On Thursday, Rep. Patty Kim (D., Dauphin) wrote on Twitter that talks on the issue have stalled: “I introduced FOUR min wage bills since 2013. They all sat in committee without a hearing for a total of 1,725 days! Low-wage workers can’t wait any longer!”
Though a deal on hiking the minimum wage can be struck at any time, proponents hoped for one during this month’s budget negotiations.
Wolf also wants to impose a sliding-scale fee on municipalities that rely on the State Police for patrol coverage (it would only apply to municipalities without local police forces, or that have disbanded them). The fee would range from $8 to $166 per person, depending on a community’s population. The fee would raise $103 million, administration officials have said.
Like the minimum wage, the State Police fee proposal is something Wolf has sought before without success. Some Republicans have balked at the impact it would have on small, rural areas, while others have noted that even municipalities with their own police forces, such as Philadelphia, use State Police services and would not be forced to pay anything.
House Republican leaders have been openly critical of the fee and signaled they would not support it. Corman, too, said that for the moment, the proposal appears dead.
Wolf earlier this year proposed reinstating a cash-assistance program helping the poorest Pennsylvanians — a program Republicans eliminated in 2012. The so-called general assistance program had supported residents, many disabled, with a $200 monthly stipend, which they used for housing, transportation, and personal necessities.
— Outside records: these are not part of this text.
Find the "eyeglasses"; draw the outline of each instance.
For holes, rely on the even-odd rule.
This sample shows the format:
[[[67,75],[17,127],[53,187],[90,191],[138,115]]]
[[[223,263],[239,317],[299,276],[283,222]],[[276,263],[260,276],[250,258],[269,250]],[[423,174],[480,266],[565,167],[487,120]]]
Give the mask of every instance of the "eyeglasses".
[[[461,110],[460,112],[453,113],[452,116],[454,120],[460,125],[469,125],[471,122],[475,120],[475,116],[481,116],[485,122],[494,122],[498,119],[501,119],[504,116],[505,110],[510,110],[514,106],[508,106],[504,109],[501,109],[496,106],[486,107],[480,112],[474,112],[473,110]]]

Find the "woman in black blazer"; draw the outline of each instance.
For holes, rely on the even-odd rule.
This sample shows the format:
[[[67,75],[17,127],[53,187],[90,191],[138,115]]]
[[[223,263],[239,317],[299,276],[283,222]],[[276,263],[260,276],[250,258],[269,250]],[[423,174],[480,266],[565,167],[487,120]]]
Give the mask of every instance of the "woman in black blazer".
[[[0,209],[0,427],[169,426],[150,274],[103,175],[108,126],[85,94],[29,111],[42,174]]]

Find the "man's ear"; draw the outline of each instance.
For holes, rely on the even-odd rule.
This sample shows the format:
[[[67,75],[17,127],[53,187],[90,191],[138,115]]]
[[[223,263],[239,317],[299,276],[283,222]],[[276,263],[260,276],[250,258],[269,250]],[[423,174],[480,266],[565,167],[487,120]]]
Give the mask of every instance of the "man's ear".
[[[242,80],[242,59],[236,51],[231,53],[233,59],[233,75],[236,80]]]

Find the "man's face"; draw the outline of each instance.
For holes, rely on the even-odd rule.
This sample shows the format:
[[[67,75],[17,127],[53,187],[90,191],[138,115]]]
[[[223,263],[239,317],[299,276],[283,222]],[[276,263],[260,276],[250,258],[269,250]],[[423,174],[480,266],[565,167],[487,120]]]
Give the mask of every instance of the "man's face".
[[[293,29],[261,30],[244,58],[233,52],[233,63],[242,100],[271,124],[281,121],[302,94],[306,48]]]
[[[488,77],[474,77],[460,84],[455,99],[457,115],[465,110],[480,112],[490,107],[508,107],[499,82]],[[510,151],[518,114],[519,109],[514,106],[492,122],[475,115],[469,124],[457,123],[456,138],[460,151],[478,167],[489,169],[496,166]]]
GOP leaders signaled earlier this year that they would block its reinstatement. Wolf, while promising to continue fighting for the program, has pitched an alternative: using the roughly $50 million that supported general assistance to help low-income residents secure affordable housing.
Corman last week said he and others in his caucus “are open to discussion” on the governor’s alternative plan.
But State Rep. Elizabeth Fiedler (D., Philadelphia), who has rallied for the original cash-assistance program, has skewered the Republican-led push to permanently kill the program.
As he has every year since taking office, Wolf is asking for more money for public education — an additional $200 million in funding for K-12 instruction in public schools — as well as a $50 million boost for special education and an extra $7 million for Pennsylvania’s 14 state universities. Though there is bound to be quibbling on the amounts, this issue is not expected to bog down talks.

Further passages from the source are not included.